R Statistics Support

R is a language and environment for statistical computing and graphics. It is a GNU project which is similar to the S language and environment which was developed at Bell Laboratories (formerly AT&T, now Lucent Technologies) by John Chambers and colleagues. R can be considered as a different implementation of S. There are some important differences, but much code written for S runs unaltered under R.

R provides a wide variety of statistical (linear and nonlinear modelling, classical statistical tests, time-series analysis, classification, clustering, etc.) and graphical techniques, and is highly extensible. The S language is often the vehicle of choice for research in statistical methodology, and R provides an Open Source route to participation in that activity.

R is available as Free Software under the terms of the Free Software Foundation's GNU General Public License in source code form. It compiles and runs on a wide variety of UNIX platforms and similar systems (including FreeBSD and Linux), Windows and MacOS.

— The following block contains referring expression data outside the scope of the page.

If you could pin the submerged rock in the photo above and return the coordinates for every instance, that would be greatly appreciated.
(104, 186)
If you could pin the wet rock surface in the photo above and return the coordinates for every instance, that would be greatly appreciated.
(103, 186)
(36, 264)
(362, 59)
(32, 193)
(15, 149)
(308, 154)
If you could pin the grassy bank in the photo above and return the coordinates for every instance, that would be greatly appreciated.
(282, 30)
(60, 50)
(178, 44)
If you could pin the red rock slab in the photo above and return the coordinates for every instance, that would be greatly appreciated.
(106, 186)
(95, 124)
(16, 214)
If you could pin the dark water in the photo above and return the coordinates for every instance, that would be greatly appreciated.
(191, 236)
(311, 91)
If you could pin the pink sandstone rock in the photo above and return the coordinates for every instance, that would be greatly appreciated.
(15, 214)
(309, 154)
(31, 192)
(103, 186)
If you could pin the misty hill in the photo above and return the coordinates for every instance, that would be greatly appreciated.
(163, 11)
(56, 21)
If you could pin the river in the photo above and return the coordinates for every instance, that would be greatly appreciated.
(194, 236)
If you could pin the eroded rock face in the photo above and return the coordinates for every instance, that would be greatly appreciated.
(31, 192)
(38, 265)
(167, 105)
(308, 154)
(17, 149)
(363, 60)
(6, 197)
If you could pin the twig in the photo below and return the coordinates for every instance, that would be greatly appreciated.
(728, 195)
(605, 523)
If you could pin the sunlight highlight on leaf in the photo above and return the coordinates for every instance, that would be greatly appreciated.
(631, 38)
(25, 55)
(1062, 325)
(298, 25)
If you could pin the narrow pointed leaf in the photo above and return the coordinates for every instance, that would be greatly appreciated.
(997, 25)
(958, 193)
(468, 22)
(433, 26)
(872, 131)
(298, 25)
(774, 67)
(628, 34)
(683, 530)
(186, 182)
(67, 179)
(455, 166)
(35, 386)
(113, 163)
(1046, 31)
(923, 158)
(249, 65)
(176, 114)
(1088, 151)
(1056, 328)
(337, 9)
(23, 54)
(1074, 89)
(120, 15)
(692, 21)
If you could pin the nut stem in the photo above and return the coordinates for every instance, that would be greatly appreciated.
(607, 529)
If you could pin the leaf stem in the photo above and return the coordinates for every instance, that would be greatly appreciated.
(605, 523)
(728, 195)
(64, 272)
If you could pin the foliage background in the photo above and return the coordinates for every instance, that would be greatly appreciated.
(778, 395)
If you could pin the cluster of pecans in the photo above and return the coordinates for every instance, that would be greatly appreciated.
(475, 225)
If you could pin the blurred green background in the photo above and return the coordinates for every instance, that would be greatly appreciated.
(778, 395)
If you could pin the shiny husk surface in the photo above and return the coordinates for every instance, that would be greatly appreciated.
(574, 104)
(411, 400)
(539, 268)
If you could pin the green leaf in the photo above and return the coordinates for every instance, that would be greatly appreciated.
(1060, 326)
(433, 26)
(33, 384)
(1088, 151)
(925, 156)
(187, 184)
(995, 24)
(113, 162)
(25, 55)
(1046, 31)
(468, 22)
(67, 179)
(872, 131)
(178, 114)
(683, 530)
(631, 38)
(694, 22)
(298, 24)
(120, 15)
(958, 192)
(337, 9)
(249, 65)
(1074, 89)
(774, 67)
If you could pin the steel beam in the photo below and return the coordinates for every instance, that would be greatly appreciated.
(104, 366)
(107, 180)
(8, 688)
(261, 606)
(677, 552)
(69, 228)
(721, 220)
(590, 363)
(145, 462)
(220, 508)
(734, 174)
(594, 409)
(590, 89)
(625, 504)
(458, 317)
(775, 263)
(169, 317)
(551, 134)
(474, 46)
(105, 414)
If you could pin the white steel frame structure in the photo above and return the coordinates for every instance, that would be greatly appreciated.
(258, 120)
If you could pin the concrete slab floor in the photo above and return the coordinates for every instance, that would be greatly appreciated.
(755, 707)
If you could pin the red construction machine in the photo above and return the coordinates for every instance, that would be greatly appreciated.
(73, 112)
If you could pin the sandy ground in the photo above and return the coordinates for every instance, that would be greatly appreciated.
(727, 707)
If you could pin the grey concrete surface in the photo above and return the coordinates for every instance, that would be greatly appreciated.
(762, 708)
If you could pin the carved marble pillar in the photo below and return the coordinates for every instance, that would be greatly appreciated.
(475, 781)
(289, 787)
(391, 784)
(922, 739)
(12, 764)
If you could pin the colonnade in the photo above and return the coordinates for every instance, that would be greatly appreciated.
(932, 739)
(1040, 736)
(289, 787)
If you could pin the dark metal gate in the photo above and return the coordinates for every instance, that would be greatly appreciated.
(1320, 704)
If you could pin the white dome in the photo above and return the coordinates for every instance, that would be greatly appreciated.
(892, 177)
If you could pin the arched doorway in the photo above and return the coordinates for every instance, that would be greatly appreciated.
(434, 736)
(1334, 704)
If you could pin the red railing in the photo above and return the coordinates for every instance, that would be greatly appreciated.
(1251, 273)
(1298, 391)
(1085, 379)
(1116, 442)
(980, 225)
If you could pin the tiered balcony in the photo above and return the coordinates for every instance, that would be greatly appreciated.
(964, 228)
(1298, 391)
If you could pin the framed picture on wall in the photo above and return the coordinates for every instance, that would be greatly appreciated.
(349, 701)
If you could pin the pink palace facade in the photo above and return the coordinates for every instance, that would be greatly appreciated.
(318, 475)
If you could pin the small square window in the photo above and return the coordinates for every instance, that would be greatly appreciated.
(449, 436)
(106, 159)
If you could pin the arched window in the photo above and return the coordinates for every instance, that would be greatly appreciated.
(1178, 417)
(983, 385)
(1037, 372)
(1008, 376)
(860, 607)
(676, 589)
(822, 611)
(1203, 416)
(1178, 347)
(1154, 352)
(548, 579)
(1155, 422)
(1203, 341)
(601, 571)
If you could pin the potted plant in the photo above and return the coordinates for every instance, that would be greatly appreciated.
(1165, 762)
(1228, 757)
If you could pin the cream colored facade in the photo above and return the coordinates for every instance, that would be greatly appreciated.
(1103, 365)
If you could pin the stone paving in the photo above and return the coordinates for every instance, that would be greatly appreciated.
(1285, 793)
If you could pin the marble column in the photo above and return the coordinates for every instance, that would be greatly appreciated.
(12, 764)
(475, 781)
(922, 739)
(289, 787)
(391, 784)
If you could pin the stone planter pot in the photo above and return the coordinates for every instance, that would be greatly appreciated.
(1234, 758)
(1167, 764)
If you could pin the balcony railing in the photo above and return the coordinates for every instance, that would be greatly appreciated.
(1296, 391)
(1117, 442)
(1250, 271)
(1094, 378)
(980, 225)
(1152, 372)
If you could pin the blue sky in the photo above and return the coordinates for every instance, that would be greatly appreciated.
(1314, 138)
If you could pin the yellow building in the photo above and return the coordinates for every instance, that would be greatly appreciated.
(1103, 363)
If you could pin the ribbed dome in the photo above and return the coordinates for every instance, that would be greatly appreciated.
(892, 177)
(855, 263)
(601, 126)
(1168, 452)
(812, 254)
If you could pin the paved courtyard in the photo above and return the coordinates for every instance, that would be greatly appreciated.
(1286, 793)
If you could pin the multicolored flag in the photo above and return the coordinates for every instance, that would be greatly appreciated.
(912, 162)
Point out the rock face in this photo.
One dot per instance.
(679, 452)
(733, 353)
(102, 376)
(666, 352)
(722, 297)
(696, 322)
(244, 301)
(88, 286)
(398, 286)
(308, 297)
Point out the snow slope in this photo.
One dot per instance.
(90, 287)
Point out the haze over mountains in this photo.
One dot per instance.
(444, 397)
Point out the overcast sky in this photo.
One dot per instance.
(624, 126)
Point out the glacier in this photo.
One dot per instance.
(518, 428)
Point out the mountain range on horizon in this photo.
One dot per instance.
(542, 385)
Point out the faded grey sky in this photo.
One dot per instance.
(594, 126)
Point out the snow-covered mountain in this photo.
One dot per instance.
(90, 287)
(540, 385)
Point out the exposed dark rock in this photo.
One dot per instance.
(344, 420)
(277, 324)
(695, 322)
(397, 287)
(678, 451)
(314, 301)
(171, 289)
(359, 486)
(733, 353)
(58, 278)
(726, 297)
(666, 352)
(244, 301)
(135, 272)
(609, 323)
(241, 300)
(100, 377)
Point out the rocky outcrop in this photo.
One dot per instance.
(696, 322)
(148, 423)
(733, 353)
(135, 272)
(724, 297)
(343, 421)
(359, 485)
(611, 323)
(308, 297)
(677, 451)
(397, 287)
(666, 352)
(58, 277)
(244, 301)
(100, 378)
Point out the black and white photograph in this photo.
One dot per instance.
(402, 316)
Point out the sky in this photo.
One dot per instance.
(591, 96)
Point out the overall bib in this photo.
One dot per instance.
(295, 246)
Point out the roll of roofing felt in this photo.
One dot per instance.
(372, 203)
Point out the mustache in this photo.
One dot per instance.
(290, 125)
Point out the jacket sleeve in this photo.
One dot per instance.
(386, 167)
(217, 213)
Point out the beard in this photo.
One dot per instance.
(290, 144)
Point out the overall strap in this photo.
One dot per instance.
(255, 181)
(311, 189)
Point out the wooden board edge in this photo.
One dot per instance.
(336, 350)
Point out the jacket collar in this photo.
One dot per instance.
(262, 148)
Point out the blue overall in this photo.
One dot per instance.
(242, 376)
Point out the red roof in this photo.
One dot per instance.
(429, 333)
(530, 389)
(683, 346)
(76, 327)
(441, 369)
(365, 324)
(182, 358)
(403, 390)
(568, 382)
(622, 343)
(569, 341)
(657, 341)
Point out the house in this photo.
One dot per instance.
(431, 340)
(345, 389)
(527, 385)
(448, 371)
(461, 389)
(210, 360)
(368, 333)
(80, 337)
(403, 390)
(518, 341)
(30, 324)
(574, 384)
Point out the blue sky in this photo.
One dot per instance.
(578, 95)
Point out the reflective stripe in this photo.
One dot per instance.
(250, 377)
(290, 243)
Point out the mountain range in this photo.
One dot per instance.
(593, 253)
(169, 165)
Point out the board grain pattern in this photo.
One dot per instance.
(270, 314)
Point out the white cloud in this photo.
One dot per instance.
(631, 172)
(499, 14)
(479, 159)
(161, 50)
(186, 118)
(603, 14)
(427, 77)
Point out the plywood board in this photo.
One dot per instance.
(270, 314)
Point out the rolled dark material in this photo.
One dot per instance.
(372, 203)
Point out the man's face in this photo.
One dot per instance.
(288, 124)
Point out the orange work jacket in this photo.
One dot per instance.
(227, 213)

In MIKE OPERATIONS, R for Windows is supported from MIKE Workbench by introducing a tool, taking R scripts as arguments. Please refer to the MIKE Workbench Help file for information about the R tools.

Configuration

Note that the R tools described in this chapter, is supported using R libraries before R version 3.5. In MIKE OPERATIONS, R-Statistics tools is supported through configuration of stations. This is done by introducing a number of new time series types (object types).

  • Skill Scores.
  • Confidence Intervals.
  • Goodness of Fit.

When adding a new statistics time series (object), additional information must be specified on the time series. This is done in the details view of the time series on the Statistics Tab.

  • Statistics Results
    For Skill Scores and Goodness of Fit calculations, analysis results are saved in spreadsheets in the MIKE Workbench.
    Specify the Results Spreadsheet by clicking the eclipse button of the input control.
  • Error model
    For Confidence Intervals, the results of the analysis are saved as error models in the document manager of the MIKE Workbench.
    Select the error model from the Error model drop down box.
  • Measure Selection
    For each statistics type, a list of available measures can be selected. Select the measures to be displayed for each station in the check box list.
  • Reference Time Series
    Specify the reference time series used as base for the statistics.
  • Historical Simulation Path
    Path to a simulation used for calculation Last Error. Last error can be taken into account when creating confidence intervals.
    Last error is calculated as the last observed value on a specified date and time as a historical simulation result (obs. value – sim. value).
    When calculating the Last error, the observation time series is found as the first time series definition of the feature type of the type “Time series”.
  • Max. Search Window
    The maximum search window used when finding the “last error” when creating confidence intervals.
    The maximum search windows is specified as a time span back from Time of Forecast (period before ToF).
    The time span is specified as days, hours, minutes and seconds (dd:hh:mm:ss).

When the configuration has been completed, the results can be displayed when clicking a station in the map or in the table view of MIKE OPERATIONS.

Quality verification of data collection spreadsheet

Skill scores and goodness-of-fit measures and the error models are sensitive to the quality of observations as they are regarded as the true value of what is modelled. Error in collected observations are therefore reflected in the statistics and can render the results useless. In the example below is a scatterplot of collected simulated and observed discharge pairs at 10 hours forecast lead-time. Missing observation values has the default value of -999 and several observations are seen to have negative values.

If we look at the Nash-Sutcliffe index for the above dataset, as seen to the right below it does not give us much information about the forecast quality as it changes with lead-time. To the left all values below zero has been removed and the decay in forecast skill is visible from the dataset.

If the error model is trained on bad data, the observation errors are present in the calculated confidence bands. This is clear from the two plots below where the top plot includes the complete dataset and the bottom show the model trained on the dataset where negative observations has been removed. Proper quality verification of the observed data is therefore very important when used in the statistical applications.